Errors hard to spot:
- No space between “wild” and “type”, repeated barcode numbers, missing data, duplicate names
- Find by sorting, or counting
Getting data from the facility
When the data come back from the sequencing facility, you will receive some documentation (metadata) as well as the sequence files themselves. Take a look at this example, another Google Sheets document:
Exercise
Think about the following and add your ideas to the Padlet:
- How are the samples organised?
- Are you able to relate file names to the sample names you submitted?
- What do the _R1/_R2 extensions mean in the ‘filename’ column?
- What does the ‘.gz’ extension on the filenames indicate?
- What is the total file size - what challenges might this create?
Don’t worry if you’re not sure about an answer - just have a go!
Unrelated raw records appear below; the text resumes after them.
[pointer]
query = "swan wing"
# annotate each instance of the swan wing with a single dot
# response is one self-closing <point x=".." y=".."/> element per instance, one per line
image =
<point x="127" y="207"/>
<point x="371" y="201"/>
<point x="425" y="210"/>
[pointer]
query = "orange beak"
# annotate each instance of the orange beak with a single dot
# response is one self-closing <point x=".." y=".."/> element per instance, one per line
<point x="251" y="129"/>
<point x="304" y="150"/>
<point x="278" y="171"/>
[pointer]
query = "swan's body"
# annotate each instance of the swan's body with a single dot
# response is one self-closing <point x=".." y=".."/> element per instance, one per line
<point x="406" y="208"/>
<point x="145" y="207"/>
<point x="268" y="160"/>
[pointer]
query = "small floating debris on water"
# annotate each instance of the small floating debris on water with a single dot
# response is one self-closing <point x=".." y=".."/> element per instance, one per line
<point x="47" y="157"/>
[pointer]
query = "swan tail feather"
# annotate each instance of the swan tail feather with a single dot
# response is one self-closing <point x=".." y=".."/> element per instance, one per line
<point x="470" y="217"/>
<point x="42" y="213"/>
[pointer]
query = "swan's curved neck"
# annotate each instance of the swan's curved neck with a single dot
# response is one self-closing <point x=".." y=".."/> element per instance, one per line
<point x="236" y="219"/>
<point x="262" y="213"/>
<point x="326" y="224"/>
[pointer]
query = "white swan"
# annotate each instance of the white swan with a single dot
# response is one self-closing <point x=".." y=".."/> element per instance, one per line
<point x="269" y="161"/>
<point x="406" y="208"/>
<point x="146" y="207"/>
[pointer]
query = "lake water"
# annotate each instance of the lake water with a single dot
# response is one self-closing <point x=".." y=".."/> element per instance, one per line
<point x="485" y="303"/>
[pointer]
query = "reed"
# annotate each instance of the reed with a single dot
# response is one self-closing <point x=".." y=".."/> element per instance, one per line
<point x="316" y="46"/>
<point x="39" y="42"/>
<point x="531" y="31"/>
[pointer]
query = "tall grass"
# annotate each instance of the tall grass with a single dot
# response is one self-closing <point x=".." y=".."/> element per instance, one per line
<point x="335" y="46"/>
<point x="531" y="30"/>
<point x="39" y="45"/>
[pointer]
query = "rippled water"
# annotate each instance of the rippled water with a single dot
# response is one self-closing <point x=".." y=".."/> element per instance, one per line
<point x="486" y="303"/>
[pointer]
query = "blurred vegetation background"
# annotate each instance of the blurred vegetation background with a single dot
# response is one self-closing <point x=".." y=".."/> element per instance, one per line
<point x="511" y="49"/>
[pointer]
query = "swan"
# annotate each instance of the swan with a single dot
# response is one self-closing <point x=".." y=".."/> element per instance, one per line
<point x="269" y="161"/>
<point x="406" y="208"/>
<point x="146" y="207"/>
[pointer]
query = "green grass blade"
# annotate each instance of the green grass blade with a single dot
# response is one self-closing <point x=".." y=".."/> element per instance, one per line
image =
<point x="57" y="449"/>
If you have time, you can use the internet to look up an answer to question 4.
Solution
- Samples are organised by sample_id
- To relate filenames use the sample_id, and do a VLOOKUP on submission sheet
- The _R1/_R2 extensions mean “Read 1” and “Read 2” of each sample
- The ‘.gz’ extension means it is a compressed “gzip” type format to save disk space
- The size of all the files combined is 1113.60 Gb (over a terabyte). This is big! To transfer files this large you should validate the file size following transfer. Absolute file integrity checks following transfers and methods for faster file transfers are possible but beyond the scope of this lesson.
Storing data
The raw data you get back from the sequencing center is the foundation of your sequencing analysis. You need to keep this data, so that you can always come back to it if there are any questions or you need to re-run an analysis, or try a new analysis approach.
Guidelines for storing data
- Store the data in a place that is accessible by you and other members of your lab. At a minimum, you and the head of your lab should have access.
- Store the data in a place that is redundantly backed up. It should be backed up in two locations that are in different physical areas.
- Leave the raw data raw. Keep a copy of the original data which you do not modify, and instead do your analysis on a different copy. If you modify the data, you’ll never be able to access those original files.
- We will cover how to avoid accidentally changing files in a later lesson in this workshop: (see File Permissions).
Some data storage solutions
If you have a local high performance computing center or data storage facility on your campus or with your organisation, these are ideal locations. Get in touch with the people who support those facilities to ask for information.
If you do not have access to these resources, you can back up on hard drives. Have two backups, and keep the hard drives in different physical locations.
You can also use resources like Amazon S3, Microsoft Azure, Google Cloud or others for cloud storage. The open science framework is a free option for storing files up to 5 GB.
Summary
Before analysis of data has begun, there are already many potential areas for errors and omissions. Keeping organised and keeping a critical eye can help catch mistakes.
One of the goals of this course is to help you achieve competency in working with bioinformatics. This means that you can accomplish routine tasks, under normal conditions, in an acceptable amount of time.
An expert might be able to get to a solution on instinct alone. However, taking your time, using Google or another Internet search engine and asking for help are all valid ways of solving your problems. As you complete the lessons you’ll be able to use all of those methods more efficiently.
Where to go from here?
More reading about core competencies
L. Welch, F. Lewitter, R. Schwartz, C. Brooksbank, P. Radivojac, B. Gaeta and M. Schneider, ‘Bioinformatics Curriculum Guidelines: Toward a Definition of Core Competencies’, PLoS Comput Biol, vol. 10, no. 3, p. e1003496, 2014.
Key Points
Data being sent to a sequencing center also needs to be structured so you can use it.
Raw sequencing data should be kept raw somewhere, so you can always go back to the original files.